This chair
To you it may just look like another chair in another classroom
But to me it represents the five-year-old girl who wanted to be a missionary
It represents the ten-year-old girl who planned out summer camps
and programs she could run in her backyard
It represents the teenage girl crying in her journal at night
because she felt like she would never fit,
because she just couldn’t keep quiet
It represents agonized prayers trying to change who I am and how I am gifted,
because “women must be silent”
This chair represents a confused twenty-one-year-old laughing at a God
who she thought both forbid and called her to ministry
It represents steps of faith and deconstruction,
and a faithfulness that held every moment of it all
This is the first chair I sat in in my first quarter of seminary,
and even though I can still barely believe it, I am called by God to minister and serve,
and I DESERVE to sit at this table
——–
I was twenty-one when the call finally broke through.
I could show you the journal page, wrinkled and smeared in a simple composition notebook.
“Ministry? Me? No way, Lord.”
The word came in the middle of one of the longest summers, on the heels of one of the longest academic years of my life.
I was halfway through college, and had spent my sophomore year diving headlong into my double-major in Biology and Sports Medicine, working myself into the ground trying to prepare myself for my desired career in physical therapy.
By the end of the school year I was angry, confused and exhausted.

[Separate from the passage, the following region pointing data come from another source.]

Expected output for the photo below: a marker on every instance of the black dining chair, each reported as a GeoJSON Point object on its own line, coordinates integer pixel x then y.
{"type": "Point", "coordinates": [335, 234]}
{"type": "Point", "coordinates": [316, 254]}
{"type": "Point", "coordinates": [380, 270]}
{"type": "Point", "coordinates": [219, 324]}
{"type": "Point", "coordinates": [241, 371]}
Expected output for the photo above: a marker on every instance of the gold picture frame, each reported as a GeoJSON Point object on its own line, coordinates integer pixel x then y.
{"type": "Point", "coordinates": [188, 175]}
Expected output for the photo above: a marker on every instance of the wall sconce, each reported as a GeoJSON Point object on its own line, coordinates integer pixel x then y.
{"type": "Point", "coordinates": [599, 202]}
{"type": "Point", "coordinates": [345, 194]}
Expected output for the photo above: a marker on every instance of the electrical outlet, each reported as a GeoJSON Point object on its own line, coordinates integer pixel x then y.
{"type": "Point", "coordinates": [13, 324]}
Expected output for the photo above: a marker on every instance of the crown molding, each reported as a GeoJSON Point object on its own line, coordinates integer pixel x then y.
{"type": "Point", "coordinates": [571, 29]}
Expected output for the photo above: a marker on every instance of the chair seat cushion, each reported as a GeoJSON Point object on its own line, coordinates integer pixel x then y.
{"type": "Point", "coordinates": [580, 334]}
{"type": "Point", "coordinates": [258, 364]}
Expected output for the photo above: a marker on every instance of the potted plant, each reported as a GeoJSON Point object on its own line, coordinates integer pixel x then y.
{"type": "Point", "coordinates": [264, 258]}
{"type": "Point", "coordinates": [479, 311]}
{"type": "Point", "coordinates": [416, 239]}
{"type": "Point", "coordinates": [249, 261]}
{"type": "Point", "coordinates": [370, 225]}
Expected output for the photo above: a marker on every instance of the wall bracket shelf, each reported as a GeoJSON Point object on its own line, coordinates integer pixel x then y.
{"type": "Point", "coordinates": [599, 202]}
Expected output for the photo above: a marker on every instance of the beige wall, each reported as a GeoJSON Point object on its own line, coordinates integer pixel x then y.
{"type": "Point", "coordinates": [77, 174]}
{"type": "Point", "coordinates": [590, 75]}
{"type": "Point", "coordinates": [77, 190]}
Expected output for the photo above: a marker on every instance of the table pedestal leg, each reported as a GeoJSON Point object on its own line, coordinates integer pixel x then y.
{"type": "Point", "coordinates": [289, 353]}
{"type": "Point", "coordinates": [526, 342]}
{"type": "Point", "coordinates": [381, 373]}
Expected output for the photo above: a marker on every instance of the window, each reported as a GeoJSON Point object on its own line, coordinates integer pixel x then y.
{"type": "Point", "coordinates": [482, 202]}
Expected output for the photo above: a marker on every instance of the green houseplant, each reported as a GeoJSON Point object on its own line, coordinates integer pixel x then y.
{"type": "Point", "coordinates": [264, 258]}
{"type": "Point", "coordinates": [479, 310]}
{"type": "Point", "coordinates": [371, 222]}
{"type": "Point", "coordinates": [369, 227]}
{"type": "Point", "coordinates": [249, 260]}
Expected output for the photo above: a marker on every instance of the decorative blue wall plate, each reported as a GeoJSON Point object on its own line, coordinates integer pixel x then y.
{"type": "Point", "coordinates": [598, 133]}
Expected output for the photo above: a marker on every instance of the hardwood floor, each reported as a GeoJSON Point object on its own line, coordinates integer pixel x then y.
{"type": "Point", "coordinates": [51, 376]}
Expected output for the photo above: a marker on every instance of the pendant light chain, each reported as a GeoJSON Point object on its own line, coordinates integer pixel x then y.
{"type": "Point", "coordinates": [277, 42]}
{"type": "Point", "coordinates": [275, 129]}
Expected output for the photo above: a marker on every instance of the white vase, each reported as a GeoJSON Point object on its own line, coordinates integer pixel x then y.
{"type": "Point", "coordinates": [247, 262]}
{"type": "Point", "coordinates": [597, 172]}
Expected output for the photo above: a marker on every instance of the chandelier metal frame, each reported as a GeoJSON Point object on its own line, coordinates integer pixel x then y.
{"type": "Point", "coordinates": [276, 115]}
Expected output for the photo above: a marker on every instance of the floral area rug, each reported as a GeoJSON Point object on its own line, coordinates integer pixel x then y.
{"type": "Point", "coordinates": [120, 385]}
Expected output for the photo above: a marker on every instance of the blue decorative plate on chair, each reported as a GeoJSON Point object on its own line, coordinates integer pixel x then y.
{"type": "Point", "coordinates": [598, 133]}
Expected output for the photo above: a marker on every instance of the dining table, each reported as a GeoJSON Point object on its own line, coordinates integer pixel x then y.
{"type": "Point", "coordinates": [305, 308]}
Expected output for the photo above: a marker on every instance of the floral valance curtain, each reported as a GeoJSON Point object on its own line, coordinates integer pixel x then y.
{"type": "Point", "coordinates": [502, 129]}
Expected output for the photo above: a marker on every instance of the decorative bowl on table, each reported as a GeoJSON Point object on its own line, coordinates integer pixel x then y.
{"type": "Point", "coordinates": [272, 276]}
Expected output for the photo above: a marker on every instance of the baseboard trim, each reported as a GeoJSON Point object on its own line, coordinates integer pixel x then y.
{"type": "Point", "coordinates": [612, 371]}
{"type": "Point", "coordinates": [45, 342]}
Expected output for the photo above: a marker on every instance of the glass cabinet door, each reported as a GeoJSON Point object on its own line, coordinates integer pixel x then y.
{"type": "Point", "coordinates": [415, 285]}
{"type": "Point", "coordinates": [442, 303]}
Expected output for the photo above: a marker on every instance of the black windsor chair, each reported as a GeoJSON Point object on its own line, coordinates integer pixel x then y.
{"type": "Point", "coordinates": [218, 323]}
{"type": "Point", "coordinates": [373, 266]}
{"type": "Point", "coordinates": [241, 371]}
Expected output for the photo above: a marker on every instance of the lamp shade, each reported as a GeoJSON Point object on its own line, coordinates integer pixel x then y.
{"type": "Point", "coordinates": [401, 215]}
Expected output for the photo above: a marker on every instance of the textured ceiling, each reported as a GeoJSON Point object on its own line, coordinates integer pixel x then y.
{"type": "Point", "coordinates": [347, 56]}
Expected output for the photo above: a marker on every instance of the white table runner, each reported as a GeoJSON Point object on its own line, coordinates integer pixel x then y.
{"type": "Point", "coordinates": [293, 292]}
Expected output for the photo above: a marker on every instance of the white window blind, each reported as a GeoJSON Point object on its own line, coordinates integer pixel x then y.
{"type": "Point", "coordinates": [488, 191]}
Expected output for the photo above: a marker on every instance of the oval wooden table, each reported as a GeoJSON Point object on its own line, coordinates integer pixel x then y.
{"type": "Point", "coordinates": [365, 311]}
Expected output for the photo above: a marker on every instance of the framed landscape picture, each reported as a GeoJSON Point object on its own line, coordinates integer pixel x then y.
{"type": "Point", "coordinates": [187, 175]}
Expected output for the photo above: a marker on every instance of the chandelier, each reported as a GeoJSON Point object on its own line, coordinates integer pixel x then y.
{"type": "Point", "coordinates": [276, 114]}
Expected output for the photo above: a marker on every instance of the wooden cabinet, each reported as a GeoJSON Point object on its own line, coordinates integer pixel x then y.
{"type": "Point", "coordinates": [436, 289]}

I took a job that summer working as a day camp teacher at a nonprofit center in my hometown.
The days at camp were long and stressful, but they forced me to dig deep into the Scripture, and lean heavily on the Holy Spirit for strength – something that my pursuits in the medical field had not done.
One morning, I was finally quiet and still enough to hear the still small voice that been there whispering all along, and for the first time in my life I wrapped words around the call I felt in my heart.

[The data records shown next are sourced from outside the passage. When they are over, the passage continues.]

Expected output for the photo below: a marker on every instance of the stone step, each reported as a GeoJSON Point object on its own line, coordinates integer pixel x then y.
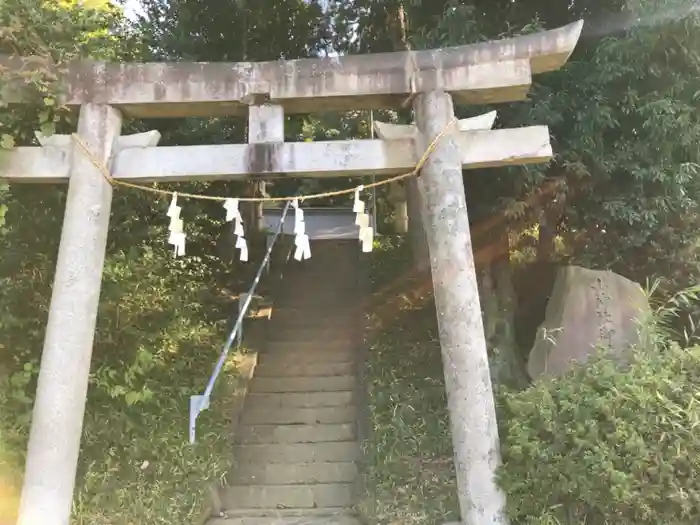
{"type": "Point", "coordinates": [274, 368]}
{"type": "Point", "coordinates": [299, 416]}
{"type": "Point", "coordinates": [295, 496]}
{"type": "Point", "coordinates": [342, 299]}
{"type": "Point", "coordinates": [318, 320]}
{"type": "Point", "coordinates": [320, 334]}
{"type": "Point", "coordinates": [340, 452]}
{"type": "Point", "coordinates": [302, 384]}
{"type": "Point", "coordinates": [293, 474]}
{"type": "Point", "coordinates": [262, 434]}
{"type": "Point", "coordinates": [299, 399]}
{"type": "Point", "coordinates": [333, 346]}
{"type": "Point", "coordinates": [327, 516]}
{"type": "Point", "coordinates": [306, 352]}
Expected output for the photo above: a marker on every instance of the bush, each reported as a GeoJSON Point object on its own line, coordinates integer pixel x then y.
{"type": "Point", "coordinates": [606, 446]}
{"type": "Point", "coordinates": [160, 329]}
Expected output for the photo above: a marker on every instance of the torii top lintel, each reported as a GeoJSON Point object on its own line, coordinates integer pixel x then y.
{"type": "Point", "coordinates": [489, 72]}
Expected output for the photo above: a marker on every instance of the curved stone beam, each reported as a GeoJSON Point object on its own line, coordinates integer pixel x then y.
{"type": "Point", "coordinates": [387, 130]}
{"type": "Point", "coordinates": [479, 149]}
{"type": "Point", "coordinates": [147, 139]}
{"type": "Point", "coordinates": [488, 72]}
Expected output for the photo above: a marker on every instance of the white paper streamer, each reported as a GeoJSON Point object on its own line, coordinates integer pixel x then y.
{"type": "Point", "coordinates": [242, 244]}
{"type": "Point", "coordinates": [367, 238]}
{"type": "Point", "coordinates": [303, 248]}
{"type": "Point", "coordinates": [232, 211]}
{"type": "Point", "coordinates": [301, 239]}
{"type": "Point", "coordinates": [177, 236]}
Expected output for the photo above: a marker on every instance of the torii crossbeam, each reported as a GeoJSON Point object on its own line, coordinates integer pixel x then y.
{"type": "Point", "coordinates": [483, 73]}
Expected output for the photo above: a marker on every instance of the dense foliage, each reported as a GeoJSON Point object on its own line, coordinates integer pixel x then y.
{"type": "Point", "coordinates": [621, 193]}
{"type": "Point", "coordinates": [603, 446]}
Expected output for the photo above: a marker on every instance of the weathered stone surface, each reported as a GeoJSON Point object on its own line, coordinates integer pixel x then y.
{"type": "Point", "coordinates": [286, 517]}
{"type": "Point", "coordinates": [488, 72]}
{"type": "Point", "coordinates": [478, 149]}
{"type": "Point", "coordinates": [298, 496]}
{"type": "Point", "coordinates": [588, 309]}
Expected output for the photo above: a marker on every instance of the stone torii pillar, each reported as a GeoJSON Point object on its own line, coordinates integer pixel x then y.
{"type": "Point", "coordinates": [462, 341]}
{"type": "Point", "coordinates": [59, 405]}
{"type": "Point", "coordinates": [57, 420]}
{"type": "Point", "coordinates": [484, 73]}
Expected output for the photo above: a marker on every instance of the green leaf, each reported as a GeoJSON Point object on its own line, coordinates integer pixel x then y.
{"type": "Point", "coordinates": [7, 141]}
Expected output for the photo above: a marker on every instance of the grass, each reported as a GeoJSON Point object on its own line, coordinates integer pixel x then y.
{"type": "Point", "coordinates": [410, 475]}
{"type": "Point", "coordinates": [160, 330]}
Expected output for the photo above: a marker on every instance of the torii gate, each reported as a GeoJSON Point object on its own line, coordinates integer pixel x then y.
{"type": "Point", "coordinates": [491, 72]}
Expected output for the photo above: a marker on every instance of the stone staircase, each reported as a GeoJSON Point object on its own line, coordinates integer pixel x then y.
{"type": "Point", "coordinates": [297, 447]}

I wrestled, though, and agonized.
I didn’t have any idea what being called to ministry would look like, I had very few role models to look to and I was consumed with doubt that God would actually call me – as a woman – to pastoral ministry.
But I followed.
In retrospect, I took more of a flying leap than just a step of faith, and I took a position on the pastoral staff of a church plant halfway across the country.
For the past six years I’ve served and struggled and wrestled with my call, and finally, this week I walked into a seminary classroom to begin working on my Master of Divinity.
4 Comments
So I also got a call of sorts at 21, changed my graduate school plans and am also mid-semester for my first year of MDiv. Terrifying but awestriking how God works. If he has called me, in my very complementarian denomination, and you in your life, we have good basis for our work. Prayers for you!
May your call deepen and your ministry flourish as you embrace the vocation God ordained for you well before you understood it. Cheering you on!
To God be the glory!
From a female seminary graduate 🙂
It’s a sad and ironic and beautiful irony that God uses the Scripture teaching and experiences with God in fundamentalist churches as a grounding to call many of us all in –into ministries of which those churches do not approve.
Megan, I completely resonate with your story. Thank you for sharing.